Startpagina Vleesvee

Wij leerden werken op gevoel, en daardoor staan we volledig achter ons product

Op de Dag van de Landbouw, 17 september, kan je een kijkje gaan nemen bij hoeve ‘t Waterbos in Herent. Pieter Stessel en Jessie Bosmans verkopen er sinds 2003 vlees van hun eigen Belgisch witblauw-runderen. Dankzij de waardering die ze van hun klanten krijgen, staan ze elke dag met volle goesting op om hard te werken. “Het maakt een wereld van verschil als je elke dag feedback krijgt over je producten”, klinkt het.

Leestijd : 9 min

Omdat hun hoeveslagerij dit jaar 20 jaar bestaat, en hun winkel 10 jaar, besloten Pieter en Jessie om op 17 september voor de derde keer mee te doen met de Dag van de Landbouw. “De vorige keer dat we deelnamen, openden we onze winkel”, zegt Pieter. “Hoog tijd dus om iedereen nog een keer te verwelkomen op ons bedrijf.”

De waarde van waardering

De passie voor hun vak en hun vlees spat eraf als je met Pieter en Jessie praat. Zelf zijn ze ervan overtuigd dat ze hun job zo graag doen doordat ze regelmatig positieve reacties mogen ontvangen van hun klanten. “Ik kan me niet voorstellen dat wij even happy in het leven zouden staan als we ons vlees verkochten aan de handel”, zegt Jessie. “Wij krijgen nu elke dag waardering voor wat we doen, en dat maakt dat je gaat voor kwaliteit. Als je dier naar de handel gaat, is je eerste doel een zwaar karkas. De kwaliteit komt dan misschien op de tweede plaats.”

Pieter stapte na zijn graduaat Landbouw in het bedrijf van zijn ouders, die hun bedrijf hadden uitgebreid zodat hij zijn droom kon waarmaken. “Mijn ouders hadden oorspronkelijk 30 Belgisch witblauw-runderen en wat akkerbouw”, vertelt Pieter.

“Ze gingen beiden nog voltijds buitenshuis werken, dus voor hen was het houden van runderen eerder een hobby. Toen ze ontdekten dat ik landbouwer wilde worden en graag mee in het bedrijf wou stappen, kochten ze een voormalig witloofbedrijf om uit te breiden. Ondertussen zijn we geëvolueerd tot een mooi bedrijf met 200 runderen, 100 ha akkerbouw, 70 ha gras, een hoevewinkel en een hoeveslagerij. Mijn ouders zitten niet meer in het bedrijf, maar in 2007 kwam Jessie erbij.

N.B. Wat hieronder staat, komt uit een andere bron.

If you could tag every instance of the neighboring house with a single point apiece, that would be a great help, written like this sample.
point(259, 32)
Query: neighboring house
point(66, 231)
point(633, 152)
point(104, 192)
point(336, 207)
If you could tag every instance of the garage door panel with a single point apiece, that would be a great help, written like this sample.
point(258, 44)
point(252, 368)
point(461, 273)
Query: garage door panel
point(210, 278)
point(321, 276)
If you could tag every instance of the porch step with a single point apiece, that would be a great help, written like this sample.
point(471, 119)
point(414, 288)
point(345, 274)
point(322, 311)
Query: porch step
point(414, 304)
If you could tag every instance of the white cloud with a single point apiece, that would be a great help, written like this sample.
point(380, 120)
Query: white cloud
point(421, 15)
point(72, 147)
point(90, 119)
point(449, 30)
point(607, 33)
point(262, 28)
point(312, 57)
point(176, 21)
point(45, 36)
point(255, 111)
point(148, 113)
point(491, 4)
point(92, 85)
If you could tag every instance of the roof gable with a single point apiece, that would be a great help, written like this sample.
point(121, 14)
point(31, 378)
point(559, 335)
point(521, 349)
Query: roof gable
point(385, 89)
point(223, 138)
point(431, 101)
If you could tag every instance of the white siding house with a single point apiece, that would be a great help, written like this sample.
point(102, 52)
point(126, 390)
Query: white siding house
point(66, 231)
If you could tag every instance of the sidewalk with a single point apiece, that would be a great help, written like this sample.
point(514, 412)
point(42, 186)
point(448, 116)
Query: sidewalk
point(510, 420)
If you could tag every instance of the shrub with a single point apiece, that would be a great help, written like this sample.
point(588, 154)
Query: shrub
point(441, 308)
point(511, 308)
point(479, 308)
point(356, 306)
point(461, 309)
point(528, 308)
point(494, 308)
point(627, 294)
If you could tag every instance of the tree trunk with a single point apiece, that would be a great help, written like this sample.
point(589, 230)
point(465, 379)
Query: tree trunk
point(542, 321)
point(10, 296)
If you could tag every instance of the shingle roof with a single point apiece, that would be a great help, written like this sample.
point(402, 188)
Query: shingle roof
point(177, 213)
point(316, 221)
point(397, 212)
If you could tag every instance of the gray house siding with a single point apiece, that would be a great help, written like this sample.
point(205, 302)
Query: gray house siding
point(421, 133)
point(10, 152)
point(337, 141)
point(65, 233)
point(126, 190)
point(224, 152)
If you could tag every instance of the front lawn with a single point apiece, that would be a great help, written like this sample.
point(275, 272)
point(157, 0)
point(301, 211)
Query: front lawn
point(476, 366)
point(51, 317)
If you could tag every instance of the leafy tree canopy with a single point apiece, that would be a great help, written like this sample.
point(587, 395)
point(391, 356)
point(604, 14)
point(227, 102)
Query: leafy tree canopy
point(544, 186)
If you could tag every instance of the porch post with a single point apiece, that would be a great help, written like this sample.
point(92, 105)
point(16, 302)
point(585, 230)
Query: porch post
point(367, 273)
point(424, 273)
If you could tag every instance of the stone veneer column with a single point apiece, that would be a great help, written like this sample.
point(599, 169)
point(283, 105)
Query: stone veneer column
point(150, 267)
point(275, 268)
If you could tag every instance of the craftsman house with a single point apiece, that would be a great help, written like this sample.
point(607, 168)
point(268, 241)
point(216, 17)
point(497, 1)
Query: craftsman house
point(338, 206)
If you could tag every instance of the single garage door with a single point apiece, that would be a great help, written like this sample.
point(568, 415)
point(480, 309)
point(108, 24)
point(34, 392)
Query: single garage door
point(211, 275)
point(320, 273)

Ze studeerde een jaar eerder, net als ik, af van haar graduaat Landbouw.”

Werken op gevoel

“Pieter en ik hebben dezelfde kijk op ons bedrijf”, gaat Jessie verder. “We geven beiden heel veel om kwaliteit en werken graag op gevoel, al is dat iets dat gegroeid is over de jaren. We geven minder om het volgen van regeltjes die we bijvoorbeeld leerden in onze opleiding. Vroeger kochten we een weegschaal om te weten wanneer we een koe bij de stier mochten zetten, of moest het kalf na 3 maanden af de koe. Regels werden minutieus toegepast.

Nu proberen we zelf aan te voelen wanneer de tijd rijp is, en dat is afhankelijk van dier tot dier. We laten de kalfjes graag wat langer op de weide bij de moeder staan. Dat is het verhaal dat wij willen brengen. Wij werken ook niet met kunstmatige inseminatie (KI), maar met een dekstier. De koeien gaan daar in groep bij en krijgen tijd om drachtig te geraken. Natuurlijk blijft een koe die niet drachtig geraakt niet op ons bedrijf, maar ze krijgt misschien wel een extra kans omwille van onze bedrijfsvoering.”

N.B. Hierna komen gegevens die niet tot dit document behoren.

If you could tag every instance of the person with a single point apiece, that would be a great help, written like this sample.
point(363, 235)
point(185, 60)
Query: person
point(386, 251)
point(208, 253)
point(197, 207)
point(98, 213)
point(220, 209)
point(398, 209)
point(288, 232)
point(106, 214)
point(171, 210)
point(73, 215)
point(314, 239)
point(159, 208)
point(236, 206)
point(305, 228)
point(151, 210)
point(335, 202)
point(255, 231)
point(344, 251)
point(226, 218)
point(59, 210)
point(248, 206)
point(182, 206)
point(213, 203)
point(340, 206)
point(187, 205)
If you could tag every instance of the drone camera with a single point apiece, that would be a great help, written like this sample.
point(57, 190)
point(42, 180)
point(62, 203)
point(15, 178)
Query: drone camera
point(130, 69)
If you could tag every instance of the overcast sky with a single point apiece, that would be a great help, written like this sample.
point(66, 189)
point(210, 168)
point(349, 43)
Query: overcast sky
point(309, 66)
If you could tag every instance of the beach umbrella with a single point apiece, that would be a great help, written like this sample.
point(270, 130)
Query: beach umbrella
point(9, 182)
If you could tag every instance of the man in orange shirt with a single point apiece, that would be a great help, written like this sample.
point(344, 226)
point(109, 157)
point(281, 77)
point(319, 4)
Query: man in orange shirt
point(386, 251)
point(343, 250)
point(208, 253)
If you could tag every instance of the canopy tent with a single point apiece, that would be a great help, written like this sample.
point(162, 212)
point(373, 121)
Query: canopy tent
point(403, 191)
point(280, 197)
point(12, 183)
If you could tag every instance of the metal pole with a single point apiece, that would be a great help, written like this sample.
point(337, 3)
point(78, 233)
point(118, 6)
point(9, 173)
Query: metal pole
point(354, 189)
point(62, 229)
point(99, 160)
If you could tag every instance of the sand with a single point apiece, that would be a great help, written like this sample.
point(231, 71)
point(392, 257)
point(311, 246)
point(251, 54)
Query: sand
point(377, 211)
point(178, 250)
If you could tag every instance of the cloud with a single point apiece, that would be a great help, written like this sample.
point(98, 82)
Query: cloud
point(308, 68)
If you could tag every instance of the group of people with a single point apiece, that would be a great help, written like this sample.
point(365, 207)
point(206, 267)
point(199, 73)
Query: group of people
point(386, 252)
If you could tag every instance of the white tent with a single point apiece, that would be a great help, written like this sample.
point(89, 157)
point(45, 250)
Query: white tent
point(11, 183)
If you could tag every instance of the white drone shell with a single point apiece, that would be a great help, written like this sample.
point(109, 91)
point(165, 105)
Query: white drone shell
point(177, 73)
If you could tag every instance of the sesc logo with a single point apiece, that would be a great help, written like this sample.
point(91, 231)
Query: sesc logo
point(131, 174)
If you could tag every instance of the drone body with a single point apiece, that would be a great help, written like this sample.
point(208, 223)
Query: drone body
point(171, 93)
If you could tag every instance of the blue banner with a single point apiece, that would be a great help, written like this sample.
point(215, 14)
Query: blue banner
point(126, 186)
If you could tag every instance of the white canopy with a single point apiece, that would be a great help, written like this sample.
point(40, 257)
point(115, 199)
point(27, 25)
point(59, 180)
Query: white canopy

“Een ander groot verschil met klassieke afmestbedrijven, is dat wij onze koeien liever ‘te lang” op ons bedrijf houden dan te kort”, pikt Pieter in. “Als een koe volgens de regel klaar is om geslacht te worden, laten wij die met een gerust hart nog enkele weken langer op ons bedrijf staan. Een koe heeft tijd nodig om slachtrijp te worden, en volgens ons wordt er veel te veel vee geslacht dat nog niet slachtklaar is. Bij klassieke vleesveebedrijven komt dat doordat de box met koeien in één keer leeg moet, om ook meteen terug opgevuld te worden. Wij slachten elke week één koe, waardoor wij uit die box elke week de meest rijpe koe kunnen halen.

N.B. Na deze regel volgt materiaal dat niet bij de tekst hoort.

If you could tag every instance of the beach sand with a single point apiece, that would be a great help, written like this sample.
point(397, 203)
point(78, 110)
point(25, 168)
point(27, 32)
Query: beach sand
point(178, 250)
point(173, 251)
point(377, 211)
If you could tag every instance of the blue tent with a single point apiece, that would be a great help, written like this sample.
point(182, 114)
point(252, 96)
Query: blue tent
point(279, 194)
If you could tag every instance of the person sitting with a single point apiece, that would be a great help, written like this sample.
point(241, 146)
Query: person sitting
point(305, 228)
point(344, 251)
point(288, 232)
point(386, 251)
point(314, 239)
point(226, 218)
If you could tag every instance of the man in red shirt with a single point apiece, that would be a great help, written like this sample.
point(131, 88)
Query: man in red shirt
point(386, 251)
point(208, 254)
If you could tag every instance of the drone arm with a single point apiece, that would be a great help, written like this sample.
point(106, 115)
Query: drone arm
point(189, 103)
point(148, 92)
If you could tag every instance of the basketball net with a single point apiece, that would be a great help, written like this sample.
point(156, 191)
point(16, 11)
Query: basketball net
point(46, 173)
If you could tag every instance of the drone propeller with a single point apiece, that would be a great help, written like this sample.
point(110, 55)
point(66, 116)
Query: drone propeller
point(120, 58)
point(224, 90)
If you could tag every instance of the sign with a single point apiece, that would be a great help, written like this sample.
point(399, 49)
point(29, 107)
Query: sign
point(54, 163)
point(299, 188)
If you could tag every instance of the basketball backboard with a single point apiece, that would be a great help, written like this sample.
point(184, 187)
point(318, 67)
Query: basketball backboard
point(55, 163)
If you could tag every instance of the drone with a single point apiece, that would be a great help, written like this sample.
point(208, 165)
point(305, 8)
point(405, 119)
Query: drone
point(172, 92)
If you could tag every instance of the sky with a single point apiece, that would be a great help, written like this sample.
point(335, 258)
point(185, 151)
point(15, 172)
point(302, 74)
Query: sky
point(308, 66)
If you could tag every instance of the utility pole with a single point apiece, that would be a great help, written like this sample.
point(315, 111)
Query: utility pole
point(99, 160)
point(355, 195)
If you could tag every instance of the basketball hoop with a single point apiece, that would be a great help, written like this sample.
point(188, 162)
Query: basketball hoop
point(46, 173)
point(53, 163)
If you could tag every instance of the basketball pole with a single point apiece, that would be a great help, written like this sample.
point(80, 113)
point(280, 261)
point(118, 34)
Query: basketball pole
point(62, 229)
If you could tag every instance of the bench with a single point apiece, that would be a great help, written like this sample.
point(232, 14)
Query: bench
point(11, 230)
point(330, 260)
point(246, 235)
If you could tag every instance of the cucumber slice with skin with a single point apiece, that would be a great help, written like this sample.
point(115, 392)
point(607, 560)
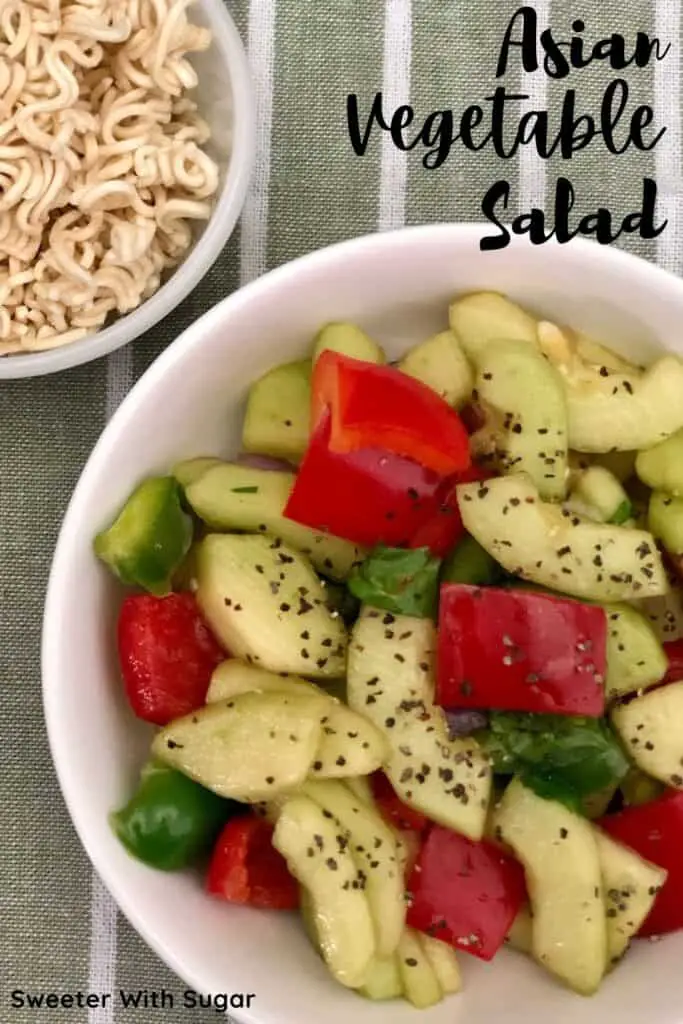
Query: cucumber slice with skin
point(559, 853)
point(278, 416)
point(441, 365)
point(374, 848)
point(391, 681)
point(150, 538)
point(348, 340)
point(665, 518)
point(349, 744)
point(443, 962)
point(649, 728)
point(526, 395)
point(227, 497)
point(189, 470)
point(383, 980)
point(469, 563)
point(631, 886)
point(243, 749)
point(545, 545)
point(343, 924)
point(420, 983)
point(259, 596)
point(636, 659)
point(662, 467)
point(484, 316)
point(626, 412)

Onze koeien staan ook redelijk mager op de weide, omdat we hun enkel krachtvoer geven in de afmest. Voor de rest moeten ze het doen met het ruwvoer dat ze krijgen. Tijdens het zogen staan ze zeker mager, maar als ze dan op de afmest gaan, schrik je van hoe hard ze groeien. Ze maken dan nieuw vlees aan, wat volgens ons betere kwaliteit geeft.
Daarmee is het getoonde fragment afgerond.